Literally, you are in one place at any one time and you can see yourself in the mirror. Figuratively, you can’t because inside of you, you are moving too fast, avoiding or running away, or hiding.
Practically, what does this all mean. What is it that you need to do to be grounded? is it that the people around you who made you who you are- are still there in the house where you live… are they keeping you blurry?
anitaJune 11, 2022 at 8:15 am #402248RobertaParticipant
I think my previous answers maybe a bit to wishy washy.
So here is an example:
I want to be kind/ more kind – great aspiration to have.
Some one who has been less than skillfull in their dealings with you in the past asks you to put out the rubbish.
Is there request reasonable, is it time sensitive? ie the garbage lorry is due in shortly 15 mins
what are your immediate needs ( I need to go to the toilet). an honest reply I need to go to the loo then I will do it.

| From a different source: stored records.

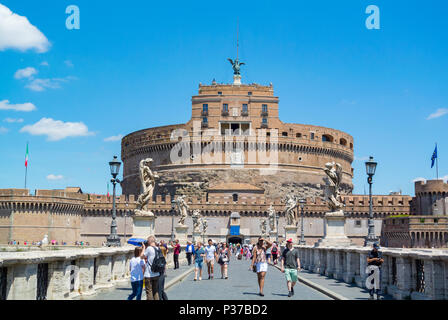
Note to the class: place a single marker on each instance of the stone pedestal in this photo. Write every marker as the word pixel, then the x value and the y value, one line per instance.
pixel 273 235
pixel 236 79
pixel 143 224
pixel 334 232
pixel 181 234
pixel 197 236
pixel 291 232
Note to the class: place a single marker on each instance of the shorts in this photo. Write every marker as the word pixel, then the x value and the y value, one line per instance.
pixel 262 267
pixel 291 275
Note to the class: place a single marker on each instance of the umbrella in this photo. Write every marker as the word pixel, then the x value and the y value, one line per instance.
pixel 136 241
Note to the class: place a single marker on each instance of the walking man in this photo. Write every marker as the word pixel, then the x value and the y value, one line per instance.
pixel 290 266
pixel 375 258
pixel 151 278
pixel 210 251
pixel 176 253
pixel 190 251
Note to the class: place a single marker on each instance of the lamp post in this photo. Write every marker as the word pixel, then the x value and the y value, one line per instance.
pixel 125 215
pixel 302 233
pixel 370 170
pixel 277 217
pixel 114 240
pixel 173 207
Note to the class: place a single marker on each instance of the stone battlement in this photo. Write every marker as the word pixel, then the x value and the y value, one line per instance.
pixel 430 186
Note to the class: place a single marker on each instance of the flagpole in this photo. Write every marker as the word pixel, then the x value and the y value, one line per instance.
pixel 26 163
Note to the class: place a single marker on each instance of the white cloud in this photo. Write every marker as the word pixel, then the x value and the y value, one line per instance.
pixel 42 84
pixel 55 177
pixel 25 73
pixel 12 120
pixel 114 138
pixel 439 112
pixel 56 129
pixel 16 32
pixel 26 107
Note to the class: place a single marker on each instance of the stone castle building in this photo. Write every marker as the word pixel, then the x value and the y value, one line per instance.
pixel 233 159
pixel 427 224
pixel 231 116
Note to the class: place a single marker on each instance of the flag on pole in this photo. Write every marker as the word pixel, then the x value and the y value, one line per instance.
pixel 26 156
pixel 434 157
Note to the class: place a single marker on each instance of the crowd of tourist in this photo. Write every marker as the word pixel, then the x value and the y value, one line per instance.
pixel 52 242
pixel 153 254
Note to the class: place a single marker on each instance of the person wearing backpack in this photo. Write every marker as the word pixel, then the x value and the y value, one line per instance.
pixel 152 256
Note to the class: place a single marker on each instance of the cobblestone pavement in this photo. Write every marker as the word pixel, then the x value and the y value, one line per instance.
pixel 123 290
pixel 241 285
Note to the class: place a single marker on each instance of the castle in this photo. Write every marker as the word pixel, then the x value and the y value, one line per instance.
pixel 233 159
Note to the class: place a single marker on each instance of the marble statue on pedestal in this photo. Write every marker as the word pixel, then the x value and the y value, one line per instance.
pixel 148 180
pixel 334 219
pixel 272 218
pixel 263 226
pixel 183 207
pixel 196 216
pixel 334 174
pixel 291 204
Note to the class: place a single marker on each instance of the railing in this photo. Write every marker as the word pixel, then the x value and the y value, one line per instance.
pixel 64 274
pixel 405 273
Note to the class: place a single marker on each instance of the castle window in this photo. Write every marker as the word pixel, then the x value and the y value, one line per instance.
pixel 327 138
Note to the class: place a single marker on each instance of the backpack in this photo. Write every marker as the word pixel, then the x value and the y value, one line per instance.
pixel 159 262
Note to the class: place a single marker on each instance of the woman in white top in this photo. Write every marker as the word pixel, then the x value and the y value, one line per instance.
pixel 137 268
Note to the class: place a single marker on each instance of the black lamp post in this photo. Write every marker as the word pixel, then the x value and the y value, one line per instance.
pixel 173 211
pixel 114 240
pixel 370 170
pixel 302 233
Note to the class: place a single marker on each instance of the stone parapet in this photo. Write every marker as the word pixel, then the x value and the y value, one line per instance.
pixel 406 273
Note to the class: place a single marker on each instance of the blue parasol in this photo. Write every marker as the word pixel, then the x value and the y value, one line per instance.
pixel 136 241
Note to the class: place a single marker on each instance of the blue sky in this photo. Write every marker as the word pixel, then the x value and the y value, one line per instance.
pixel 134 65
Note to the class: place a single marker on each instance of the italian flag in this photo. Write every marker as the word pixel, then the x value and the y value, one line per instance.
pixel 26 156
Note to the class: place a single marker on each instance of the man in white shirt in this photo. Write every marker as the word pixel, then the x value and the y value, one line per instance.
pixel 210 257
pixel 151 278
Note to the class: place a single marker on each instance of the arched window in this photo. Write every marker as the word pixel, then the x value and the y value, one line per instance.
pixel 327 138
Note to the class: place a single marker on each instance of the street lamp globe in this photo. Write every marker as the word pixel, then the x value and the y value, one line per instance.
pixel 114 167
pixel 370 167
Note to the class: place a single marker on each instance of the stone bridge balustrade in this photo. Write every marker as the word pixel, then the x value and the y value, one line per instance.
pixel 66 274
pixel 406 273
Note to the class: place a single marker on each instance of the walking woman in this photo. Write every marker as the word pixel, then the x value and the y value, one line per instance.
pixel 224 257
pixel 198 255
pixel 137 268
pixel 259 261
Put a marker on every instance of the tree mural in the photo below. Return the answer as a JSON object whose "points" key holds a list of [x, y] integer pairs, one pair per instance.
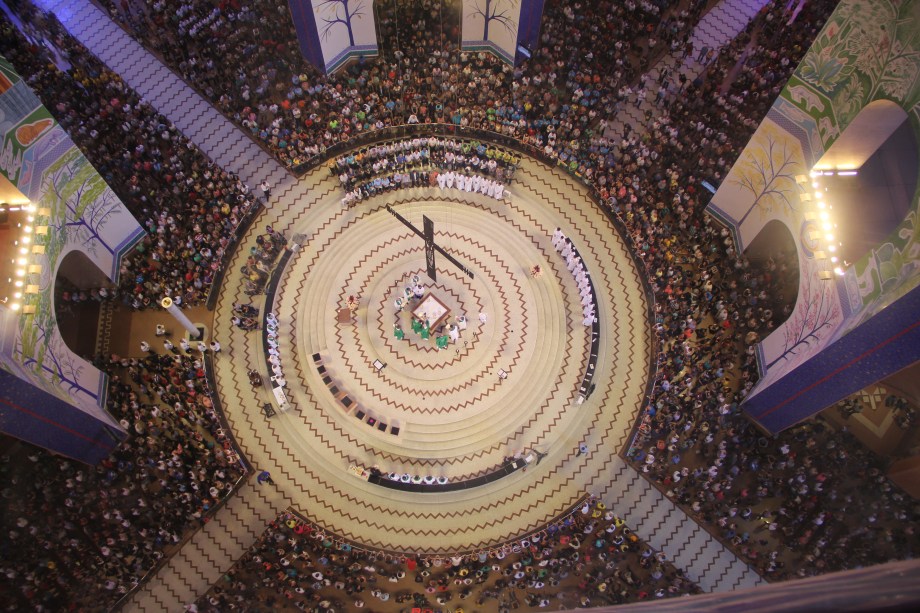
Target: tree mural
{"points": [[769, 174], [498, 11], [86, 203], [803, 329], [342, 14]]}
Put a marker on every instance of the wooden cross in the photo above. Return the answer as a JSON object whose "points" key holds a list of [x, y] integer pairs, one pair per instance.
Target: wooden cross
{"points": [[430, 247]]}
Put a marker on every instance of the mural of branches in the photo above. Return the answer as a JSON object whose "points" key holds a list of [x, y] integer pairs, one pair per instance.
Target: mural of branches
{"points": [[82, 202], [804, 328], [342, 13], [769, 175], [498, 11]]}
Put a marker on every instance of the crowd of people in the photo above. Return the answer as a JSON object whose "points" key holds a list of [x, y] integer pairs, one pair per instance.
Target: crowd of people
{"points": [[189, 207], [446, 163], [786, 508], [80, 537], [587, 559], [247, 63]]}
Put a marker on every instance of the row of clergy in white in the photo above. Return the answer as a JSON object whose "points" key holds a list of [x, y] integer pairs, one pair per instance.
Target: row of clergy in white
{"points": [[564, 246], [471, 183]]}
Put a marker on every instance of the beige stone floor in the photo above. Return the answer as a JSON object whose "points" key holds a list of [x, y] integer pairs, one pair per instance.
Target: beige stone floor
{"points": [[456, 418], [533, 332]]}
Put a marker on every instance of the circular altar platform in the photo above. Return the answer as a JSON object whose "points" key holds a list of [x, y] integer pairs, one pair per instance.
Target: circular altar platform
{"points": [[360, 397]]}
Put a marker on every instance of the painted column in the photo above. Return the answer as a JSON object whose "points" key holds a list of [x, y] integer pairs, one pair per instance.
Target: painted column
{"points": [[332, 32], [49, 395], [852, 325]]}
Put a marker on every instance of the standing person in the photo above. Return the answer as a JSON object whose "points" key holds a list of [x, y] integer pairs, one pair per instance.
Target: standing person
{"points": [[265, 477]]}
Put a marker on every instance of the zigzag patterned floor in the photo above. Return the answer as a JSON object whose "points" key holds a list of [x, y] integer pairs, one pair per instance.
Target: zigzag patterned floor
{"points": [[533, 331], [456, 417]]}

Question to self what am I willing to do and what do I willingly?
Go to toilet then take out garbage maybe even ask if there is anything else you can help with. That person will feel seen & heard. You have been aware & nurtured your kindness. and you may feel that that interaction was authentic.
Got to go to work
regards RobertaJune 12, 2022 at 11:18 am #402313AnonymousGuest
“I don’t know who I am… I am mostly a reaction to.. people around me… I think there’s just apathy from me at this point. Everyone is just a person. Just another person.. I respect your intention of helping people here” –
– intention aside, I don’t think that I helped you any (not more than temporarily making you feel better, not recently, but long ago). I am not surprised and I am very humble in regard to my ability to help people: people need so much more than words on the screen, no matter how sincerely felt, no matter how interesting any of my analyses may be, maybe.
I repeatedly shared here that my purpose in these forums is to learn and to encourage others to learn, learning of the kind that promotes emotional healing. So, what is there for me to learn today and how can I encourage apathetic Girija to learn?
I can think of no other way but one: for me, to give up, to stop chasing you, figuratively.. what good has that done. And so, I give up.
If, and only IF you sincerely want to engage with me in an honest, rewarding conversation, let me know, make the initiative (be the Actor in your life vs the Reactor) and show me, in that initiative, that you are motivated to talk with me, that you have some kind of hope that talking with me more has the potential to help you. Otherwise, following (how many years?) of communicating, I withdraw from this thread and wish you well!
anitaJune 13, 2022 at 7:52 am #402336
I understand what you are saying. It is to slow down and give myself time to respond. And be intentional in how I respond or act. I will follow that. I have a habit of zooming past the day with a couple of things occupying my mind. And I am possibly reacting to things on the surface level due to a lack of space in my head to process the present moment.
GirijaJune 13, 2022 at 7:56 am #402338
Asking me to show initiative is a fair ask. I don’t know how to show it in a way that convinces you of my motivation.
I respect your decision to withdraw. Thank you for your time.
GirijaJune 13, 2022 at 8:04 am #402339AnonymousGuest
You are welcome. I respect your decision to not show me that you have an interest of any significance in continuing our conversation.
anitaJune 14, 2022 at 7:42 pm #402437AnonymousGuest
One more thing, Girija: if (if) you ever change your mind and heart and see a reason, a purpose and a hope in talking with me, let me know. Best to you either way!